By Christi Mays
Thanks to the help of three engineering students volunteering their skills and free time this last semester, a fun, new interactive phone will help bring the stories of Elli Moore Townsend to life at the Musick Alumni Center and Museum at the Parker House.
In a collaboration between the museum and the engineering department, the future engineers took an antique pay phone and stripped its inner workings. They added the components needed to play recorded stories through the receiver, and a text display for anyone with hearing impairments. Whenever someone walks by the phone, a motion detector activates it to ring to capture attention.
Participants can choose one of 10 stories from the days Elli ran the Cottage Home for girls. One such story narrates how the girls who lived in the Cottage Home would often save their stamp money by not writing their weekly letter home. They gave the pennies they saved to the Cottage Home so other girls could come too.
“There are constant stories of God’s provision at the exact time when Elli needed it,” said Beth Norvell, associate director of Museum and Alumni Engagement.
Many of Elli’s stories have lived untold in the museum archives for more than a century.

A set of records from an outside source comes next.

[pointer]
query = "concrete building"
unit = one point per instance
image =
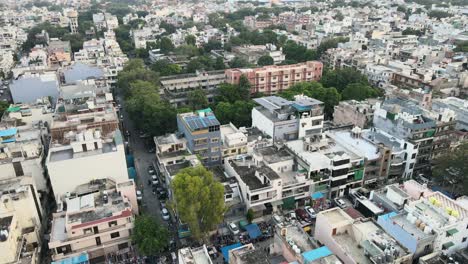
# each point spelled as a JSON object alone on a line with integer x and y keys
{"x": 73, "y": 21}
{"x": 86, "y": 142}
{"x": 288, "y": 120}
{"x": 177, "y": 87}
{"x": 431, "y": 222}
{"x": 197, "y": 255}
{"x": 201, "y": 129}
{"x": 24, "y": 136}
{"x": 274, "y": 79}
{"x": 30, "y": 87}
{"x": 20, "y": 221}
{"x": 98, "y": 224}
{"x": 358, "y": 241}
{"x": 405, "y": 120}
{"x": 354, "y": 113}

Most of the voices sharing the stories on the phone are of students or alumni who received the Townsend Memorial Scholarship, which makes the project even more special.
The phone will be part of the new Elli Moore Townsend exhibit that will be ready for visitors in April. Once renovated, the room will resemble one of the original cottages where the girls lived, featuring shiplap wood paneling and a map with an overlay to show where the small dwellings were probably located on campus.

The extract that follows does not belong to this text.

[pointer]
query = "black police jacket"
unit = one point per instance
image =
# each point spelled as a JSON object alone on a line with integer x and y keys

For more than a year, Beth and Dr. Matt Kuester, assistant professor of engineering, have been brainstorming to find the perfect project that his students could work on with the museum. For several days each week throughout the semester, junior David Darrah, freshman Ali Mohamed Jassani and Caden Kuhn, a dual-credit high school junior from Salado, worked on programming and assembling the phone.
“I really appreciate the fact that students created this,” said Beth. “It’s really important to have elements in the museum that we’ve partnered with other departments on.”